A new report published ahead of Dundee bidding to become a European Capital of Culture has found that the city’s creative economy is in a “fragile” state.
The blueprint for Dundee's creative future, which has been two years in the making, warns of the need to address a shortage of suitable space for individuals and companies to make, perform, show and sell work and the lack of job opportunities “of meaningful scale" if it is to thrive in future.
Significant numbers of students who want to stay in the city after graduating are said to “feel forced into leaving to find opportunities elsewhere and are reluctant leavers.”
The city’s new creative industries strategy, led by the Creative Dundee network, calls for efforts to be stepped up to breathe new life into “redundant spaces” and under-used properties across the city.
It states: “With a large creative student population in the city, a significant challenge is encouraging its students from the local schools, universities and college to have the confidence to base their professional practice in Dundee upon completing their studies. Institutions and students are often disconnected from the local creative sector.
“The research and consultation found that students themselves felt the city lacked sustainable local opportunities of meaningful scale which were attractive enough to encourage them to stay and be rooted in Dundee beyond graduation."
The strategy recommends cultural and creative organisations sign up to become “Living Wage” employers in order to make Dundee and calls for “a city-wide rethink of the infrastructure, support and progression routes from education, through to gaining employment, or starting and growing a creative business.”
It adds: "Dundee’s creative economy is innovative and vital to the city, yet is still fragile. Like other cities it has limited access to available spaces to make, perform, show and sell work.
"The creative sector has made great progress in bringing to life redundant spaces in the city, but it needs real effective partnerships with the public and private sector to continue this work.
"There is a need in the city for both temporary suitable spaces (for making, performing, exhibiting and selling work) and mixed-purpose, alternative spaces (for experimentation and the development of new collaborations).
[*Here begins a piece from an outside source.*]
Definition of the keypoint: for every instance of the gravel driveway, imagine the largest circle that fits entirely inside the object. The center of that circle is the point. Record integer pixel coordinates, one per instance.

"Both the creative and property sectors could benefit from greater communication and understanding through regular meetings and events to develop new strategies which tackle common challenges of empty and under-used spaces."
Other recommendations aimed at making Dundee a more attractive city for creative workers include the creation of new world-class “cultural tourism” attractions to follow the opening next summer of the long-awaited V&A design museum on the city’s waterfront.
The blueprint states: "These cultural products and experiences with provenance to the local area have the potential to increase visitor spend and stays, and inspire the next generation of creative businesses. Finding ways to create authentic cultural tourism experiences will also be critical for the success of the city and the wider region’s offer."
Gillian Easson, director of Creative Dundee, said: “This strategy is important to ensuring we all work together to ensure our sector underpins our vibrant city and ultimately contributes to creating a healthy and positive place for everyone.”
John Kampfner, chief executive of the Creative Industries Foundation, who helped launch the study in at the Dundee Contemporary Arts centre, said: "The Creative Industries are worth £87 billion to the UK economy and I'm delighted that Dundee is taking a lead in using them to help define its economic, cultural and social future."